Мы посмотрели друг на друга и стали не торопясь, со вкусом изумляться. Сомов жил в Токио уже две недели. Он прочел в университете курс лекций по искусственным элементам и теперь собирался в поездку по стране.
Мы отправились в ресторанчик, где Сомова знали и сразу подали нам какие-то катыши из мяса и риса, вино и пирог. Сомов двигался неторопливо, и, однако, я еле поспевал за ним. Видно было, что все у него рассчитано, налажено, особенно же меня поразило, с какой ловкостью он орудовал палочками.
Мне легче было подцепить рисинку ногами, чем этими палочками. Впрочем, ног у меня уже не было. Вскоре после того как я уселся, скрестив их под собой, они затекли, задеревенели и начисто исчезли.
– Ну, как тебе эта экзотика?
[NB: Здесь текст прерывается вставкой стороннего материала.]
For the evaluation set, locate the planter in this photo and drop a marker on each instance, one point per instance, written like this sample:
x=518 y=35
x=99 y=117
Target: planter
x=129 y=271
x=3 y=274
Что-то ты мало ешь, лицемерно беспокоился Сомов.
– Давай, давай, наслаждайся. Ты же среди экзотики. Знаешь, глядя на твои действия, я начинаю понимать, откуда у японцев столько трудолюбия и терпения.
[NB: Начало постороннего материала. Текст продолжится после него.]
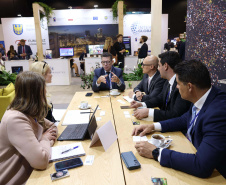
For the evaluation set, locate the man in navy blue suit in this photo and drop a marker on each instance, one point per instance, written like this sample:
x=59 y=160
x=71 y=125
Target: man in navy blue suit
x=108 y=77
x=24 y=51
x=205 y=123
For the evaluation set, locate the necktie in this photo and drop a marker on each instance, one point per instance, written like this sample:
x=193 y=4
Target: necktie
x=193 y=117
x=23 y=51
x=167 y=97
x=149 y=81
x=108 y=80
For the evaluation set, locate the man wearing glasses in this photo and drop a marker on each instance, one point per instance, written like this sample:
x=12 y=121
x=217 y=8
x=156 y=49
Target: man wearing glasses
x=169 y=101
x=108 y=77
x=151 y=83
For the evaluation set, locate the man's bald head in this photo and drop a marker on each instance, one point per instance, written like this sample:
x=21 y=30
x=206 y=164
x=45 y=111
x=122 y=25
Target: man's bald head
x=152 y=60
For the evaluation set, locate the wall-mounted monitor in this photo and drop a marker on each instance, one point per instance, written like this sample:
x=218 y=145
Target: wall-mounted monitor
x=17 y=69
x=67 y=52
x=96 y=49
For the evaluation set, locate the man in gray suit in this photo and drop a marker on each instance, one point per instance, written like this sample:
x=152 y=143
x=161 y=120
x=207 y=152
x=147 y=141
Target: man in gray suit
x=151 y=83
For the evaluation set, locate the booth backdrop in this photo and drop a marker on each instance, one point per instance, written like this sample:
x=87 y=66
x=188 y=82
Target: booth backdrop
x=206 y=37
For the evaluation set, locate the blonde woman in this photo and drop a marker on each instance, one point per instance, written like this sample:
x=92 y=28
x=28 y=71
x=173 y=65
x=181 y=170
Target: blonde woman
x=44 y=69
x=26 y=136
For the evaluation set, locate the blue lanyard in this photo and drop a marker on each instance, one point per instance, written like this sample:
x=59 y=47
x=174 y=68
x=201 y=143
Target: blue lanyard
x=191 y=123
x=167 y=97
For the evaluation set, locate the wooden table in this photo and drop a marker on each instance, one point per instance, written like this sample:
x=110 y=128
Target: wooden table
x=108 y=167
Низкорослый, массивный, со скуластым крепким лицом, он вписывался в окружающую обстановку. По тому, как уверенно он держался, можно было подумать, что он по крайней мере несколько лет пребывает здесь. И позже, когда он уговорил меня вместе поехать на юг Японии, меня не раз удивляла, даже раздражала, эта его способность немедленно адаптироваться; через час в любом городе он уже показывал дорогу, имел знакомых, ему уже звонили по телефону, как будто он приехал не в Беппу, а в Свердловск. Его сопровождал молоденький аспирант Тэракура-сан, влюбленный в Сомова, знающий наизусть его работы, он почитал его за великого ученого, записывал его изречения и поражался тому, что я осмеливался спорить с Учителем.
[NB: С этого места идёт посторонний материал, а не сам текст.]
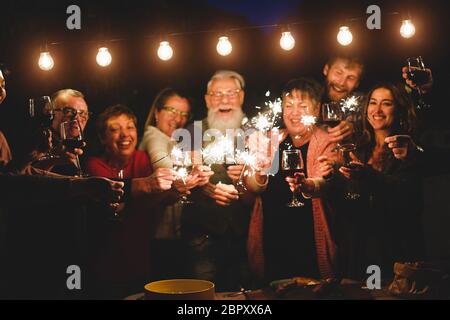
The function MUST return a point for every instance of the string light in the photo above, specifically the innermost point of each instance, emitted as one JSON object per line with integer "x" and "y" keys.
{"x": 287, "y": 41}
{"x": 165, "y": 51}
{"x": 344, "y": 36}
{"x": 103, "y": 57}
{"x": 407, "y": 30}
{"x": 224, "y": 46}
{"x": 46, "y": 62}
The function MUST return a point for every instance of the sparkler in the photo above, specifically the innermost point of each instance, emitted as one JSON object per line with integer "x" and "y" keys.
{"x": 351, "y": 104}
{"x": 266, "y": 120}
{"x": 219, "y": 150}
Мы ехали вместе, дорогой у каждого из нас постепенно появлялась своя Япония, мы с Сомовым как бы смотрели в разные стороны, мы словно двигались в разных плоскостях, и только в Киото пути наши пересеклись. Это было в Саду камней маленького храма Ргандзи.
А пока что мы шли с Колей Сомовым по Синдзюку, и мне казалось, что мы те же десятиклассники, что Митя Павлов не сгорел в танке, Каменев не умер от рака, все живы, а вот мы с Колей Сомовым, на зависть им всем, каким-то чудом забрались в неслыханную страну. Никто бы из них не поверил, что мы поедем в Японию... Вспыхивали бумажные фонарики, сквозь высокие ворота храма светилось синее вечереющее небо, кто-то мягко бил в гонг, все было как тысячу лет назад и как тридцать лет назад...
2
НАЧИНАЕТСЯ С ТОГО ЖЕ, С ПОЛЕТА В ЯПОНИЮ,
НО В КРЕСЛЕ САМОЛЕТА СИДИТ НИКОЛАЙ СОМОВ
И ЧИТАЕТ КНИГУ ЛОУРЕНСА
"Мы летим на северо-запад, взяв курс на Японию. Наш самолет "Энола Гей", названный полковником Тиббетсом по имени своей покойной матери, соответствует двум тысячам, а возможно, и четырем тысячам "летающих крепостей". Лишь несколько звезд просвечивают сквозь облака, и время от времени вспышки молний озаряют небо. Мы летим в ночной мгле, сквозь грозу, вперед и прямо к Империи". Стюардесса подала мне горячие салфетки, смоченные лосьоном.